Low-Altitude Ion Upflow Observed by EISCAT and its Effects on Supply of Molecular Ions in the Ring Current Detected by Arase (ERG) (Takada et al., 2021)2021.5.20
During the magnetic storm starting on September 7, 2017, the MEP-i instrument onboard the Arase (ERG) satellite observed molecular ions (O2+/NO+/N2+) in the ring current. The molecular ions were observed by Arase in four orbits during this magnetic storm. This indicates that there was a continuous molecular ion supply from the ionosphere. During the storm main phase around the second Dst minimum (100 nT) on September 8, 2017, the European Incoherent Scatter (EISCAT) radar observed the ion upflow (50-150 m s-1) in the low-altitude (250-350 km) ionosphere together with strong ion heating up to >2,000 K. The convective electric field derived from the electron heating observed by EISCAT at an altitude of approximately 110 km was also enhanced by a factor of 2. The observations suggest that the additional ion heating at low altitudes helps to cause the fast upflow and transport molecular ions upward. The flux decreases from 280 to 350 km altitudes due to the dissociative recombination was estimated to be approximately two orders of magnitude. This resulted in significant molecular ion flux remaining at 350 km altitude.

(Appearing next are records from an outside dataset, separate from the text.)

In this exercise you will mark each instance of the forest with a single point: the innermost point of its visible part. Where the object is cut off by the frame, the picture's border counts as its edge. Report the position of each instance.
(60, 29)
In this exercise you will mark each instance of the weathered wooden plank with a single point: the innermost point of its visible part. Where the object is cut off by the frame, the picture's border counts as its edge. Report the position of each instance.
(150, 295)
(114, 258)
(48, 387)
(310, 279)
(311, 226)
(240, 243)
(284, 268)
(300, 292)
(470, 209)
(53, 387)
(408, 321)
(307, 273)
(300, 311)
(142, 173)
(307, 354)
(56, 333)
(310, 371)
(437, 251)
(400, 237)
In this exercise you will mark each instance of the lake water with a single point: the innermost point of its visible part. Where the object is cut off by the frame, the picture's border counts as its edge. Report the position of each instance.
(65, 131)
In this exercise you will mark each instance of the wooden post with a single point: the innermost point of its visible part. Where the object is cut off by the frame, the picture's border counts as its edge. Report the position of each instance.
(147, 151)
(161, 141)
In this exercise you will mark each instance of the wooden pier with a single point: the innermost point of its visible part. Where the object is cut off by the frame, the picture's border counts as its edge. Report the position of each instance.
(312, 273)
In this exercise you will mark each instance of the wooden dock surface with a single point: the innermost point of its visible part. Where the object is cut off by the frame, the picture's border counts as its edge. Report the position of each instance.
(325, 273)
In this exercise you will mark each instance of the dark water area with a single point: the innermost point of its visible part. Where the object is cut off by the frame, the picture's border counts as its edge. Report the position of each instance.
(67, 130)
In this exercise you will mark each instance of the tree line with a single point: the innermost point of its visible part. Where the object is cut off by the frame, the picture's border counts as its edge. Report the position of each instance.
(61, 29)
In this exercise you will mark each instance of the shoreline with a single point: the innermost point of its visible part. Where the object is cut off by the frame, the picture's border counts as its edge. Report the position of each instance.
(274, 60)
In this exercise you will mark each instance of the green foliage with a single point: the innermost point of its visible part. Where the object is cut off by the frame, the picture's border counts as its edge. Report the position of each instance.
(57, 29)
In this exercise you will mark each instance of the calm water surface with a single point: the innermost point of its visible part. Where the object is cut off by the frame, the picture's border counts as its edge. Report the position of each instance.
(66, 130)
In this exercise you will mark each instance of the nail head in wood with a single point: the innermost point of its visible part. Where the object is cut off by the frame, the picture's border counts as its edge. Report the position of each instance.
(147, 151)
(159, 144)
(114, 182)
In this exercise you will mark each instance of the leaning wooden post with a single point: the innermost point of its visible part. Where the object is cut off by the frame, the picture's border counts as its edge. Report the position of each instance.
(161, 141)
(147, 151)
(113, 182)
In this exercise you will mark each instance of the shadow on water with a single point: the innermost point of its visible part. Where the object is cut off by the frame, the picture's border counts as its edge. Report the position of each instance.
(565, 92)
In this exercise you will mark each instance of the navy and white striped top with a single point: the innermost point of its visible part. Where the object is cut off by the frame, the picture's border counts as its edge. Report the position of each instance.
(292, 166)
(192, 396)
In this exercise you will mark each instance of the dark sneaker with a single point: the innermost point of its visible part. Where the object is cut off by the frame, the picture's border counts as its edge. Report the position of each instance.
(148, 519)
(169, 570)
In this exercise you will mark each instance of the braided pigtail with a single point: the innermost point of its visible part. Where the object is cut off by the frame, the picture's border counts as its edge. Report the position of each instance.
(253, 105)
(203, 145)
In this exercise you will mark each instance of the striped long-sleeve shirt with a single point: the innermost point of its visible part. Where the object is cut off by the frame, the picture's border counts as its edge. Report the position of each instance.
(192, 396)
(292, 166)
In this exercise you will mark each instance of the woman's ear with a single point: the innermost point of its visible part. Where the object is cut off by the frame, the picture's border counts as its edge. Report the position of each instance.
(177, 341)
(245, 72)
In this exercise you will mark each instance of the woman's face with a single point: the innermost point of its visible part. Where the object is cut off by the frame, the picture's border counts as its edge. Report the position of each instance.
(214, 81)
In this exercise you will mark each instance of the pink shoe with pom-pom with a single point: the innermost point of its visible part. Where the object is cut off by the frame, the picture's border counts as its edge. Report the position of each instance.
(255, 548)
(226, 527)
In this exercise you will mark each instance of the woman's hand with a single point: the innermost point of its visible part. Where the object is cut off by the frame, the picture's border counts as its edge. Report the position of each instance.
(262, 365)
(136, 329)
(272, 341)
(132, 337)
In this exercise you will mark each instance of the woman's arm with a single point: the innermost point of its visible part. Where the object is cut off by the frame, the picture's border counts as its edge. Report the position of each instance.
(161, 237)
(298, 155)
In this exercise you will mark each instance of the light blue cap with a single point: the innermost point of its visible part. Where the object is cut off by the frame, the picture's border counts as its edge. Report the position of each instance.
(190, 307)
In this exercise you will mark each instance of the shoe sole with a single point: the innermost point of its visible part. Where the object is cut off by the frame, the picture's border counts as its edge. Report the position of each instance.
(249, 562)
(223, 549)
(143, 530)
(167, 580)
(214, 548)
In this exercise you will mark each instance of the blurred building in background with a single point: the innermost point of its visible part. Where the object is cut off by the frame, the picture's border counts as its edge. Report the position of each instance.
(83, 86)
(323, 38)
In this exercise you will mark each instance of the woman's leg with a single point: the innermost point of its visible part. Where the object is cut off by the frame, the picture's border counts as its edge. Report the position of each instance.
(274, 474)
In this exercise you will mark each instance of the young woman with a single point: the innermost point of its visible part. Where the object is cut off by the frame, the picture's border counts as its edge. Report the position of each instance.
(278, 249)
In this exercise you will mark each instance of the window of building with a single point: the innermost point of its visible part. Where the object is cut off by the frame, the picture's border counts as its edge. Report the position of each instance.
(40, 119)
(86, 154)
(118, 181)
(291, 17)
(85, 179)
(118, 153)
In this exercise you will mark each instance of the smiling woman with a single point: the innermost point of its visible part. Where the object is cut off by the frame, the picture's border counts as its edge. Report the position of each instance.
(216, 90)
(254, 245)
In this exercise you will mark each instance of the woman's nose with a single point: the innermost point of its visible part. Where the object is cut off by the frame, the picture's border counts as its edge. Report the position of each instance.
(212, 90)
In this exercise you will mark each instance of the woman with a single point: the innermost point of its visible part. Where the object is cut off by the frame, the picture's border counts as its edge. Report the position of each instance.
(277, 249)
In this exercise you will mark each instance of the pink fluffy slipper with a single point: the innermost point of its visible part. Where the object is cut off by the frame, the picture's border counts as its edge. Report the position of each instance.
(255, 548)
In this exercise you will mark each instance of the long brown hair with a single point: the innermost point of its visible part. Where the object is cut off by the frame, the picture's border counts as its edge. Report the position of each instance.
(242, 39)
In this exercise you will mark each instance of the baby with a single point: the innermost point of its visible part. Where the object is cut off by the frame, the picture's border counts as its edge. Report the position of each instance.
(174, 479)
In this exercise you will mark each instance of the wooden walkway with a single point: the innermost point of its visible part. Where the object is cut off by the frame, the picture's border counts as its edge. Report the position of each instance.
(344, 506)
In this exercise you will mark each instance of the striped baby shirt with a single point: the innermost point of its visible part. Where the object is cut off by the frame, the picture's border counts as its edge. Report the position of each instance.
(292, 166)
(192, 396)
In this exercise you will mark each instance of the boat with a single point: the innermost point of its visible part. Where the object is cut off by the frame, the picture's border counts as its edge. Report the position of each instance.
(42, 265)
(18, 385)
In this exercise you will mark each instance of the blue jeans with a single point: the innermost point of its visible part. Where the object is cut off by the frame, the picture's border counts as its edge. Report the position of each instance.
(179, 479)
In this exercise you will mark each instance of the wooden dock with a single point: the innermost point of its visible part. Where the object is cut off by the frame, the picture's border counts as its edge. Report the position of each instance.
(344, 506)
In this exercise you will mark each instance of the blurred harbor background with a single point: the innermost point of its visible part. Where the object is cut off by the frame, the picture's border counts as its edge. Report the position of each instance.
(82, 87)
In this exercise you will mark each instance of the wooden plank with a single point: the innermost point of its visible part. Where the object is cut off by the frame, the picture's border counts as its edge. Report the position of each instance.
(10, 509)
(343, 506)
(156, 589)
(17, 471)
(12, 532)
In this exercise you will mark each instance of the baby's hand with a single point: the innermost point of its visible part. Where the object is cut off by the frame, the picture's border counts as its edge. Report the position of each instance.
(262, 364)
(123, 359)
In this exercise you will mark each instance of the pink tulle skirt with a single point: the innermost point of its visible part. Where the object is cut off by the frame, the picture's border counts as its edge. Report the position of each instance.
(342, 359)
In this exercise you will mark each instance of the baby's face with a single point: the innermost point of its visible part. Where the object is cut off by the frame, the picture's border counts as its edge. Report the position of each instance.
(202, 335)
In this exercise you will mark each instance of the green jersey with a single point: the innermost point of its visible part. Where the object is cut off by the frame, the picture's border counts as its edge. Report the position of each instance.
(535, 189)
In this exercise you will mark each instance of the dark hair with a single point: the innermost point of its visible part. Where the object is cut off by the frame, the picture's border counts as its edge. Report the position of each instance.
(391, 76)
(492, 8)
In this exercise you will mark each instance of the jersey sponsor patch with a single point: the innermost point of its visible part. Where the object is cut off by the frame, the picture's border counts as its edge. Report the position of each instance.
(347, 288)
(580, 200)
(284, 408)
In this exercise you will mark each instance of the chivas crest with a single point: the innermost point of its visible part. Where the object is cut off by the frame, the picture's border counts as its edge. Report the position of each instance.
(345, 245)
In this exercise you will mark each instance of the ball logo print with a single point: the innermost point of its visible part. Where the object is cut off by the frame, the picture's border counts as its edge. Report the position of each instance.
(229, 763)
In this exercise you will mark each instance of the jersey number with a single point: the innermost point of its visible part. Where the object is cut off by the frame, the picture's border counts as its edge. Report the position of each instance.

These results suggest that the low-altitude ion upflow caused by the ion frictional heating enables molecular ions to escape to space against rapid loss by the dissociative recombination.
Takada et al., Low-altitude ion upflow observed by EISCAT and its effects on supply of molecular ions in the ring current detected by Arase (ERG), JGR, doi:10.1029/2020JA028951, 2021.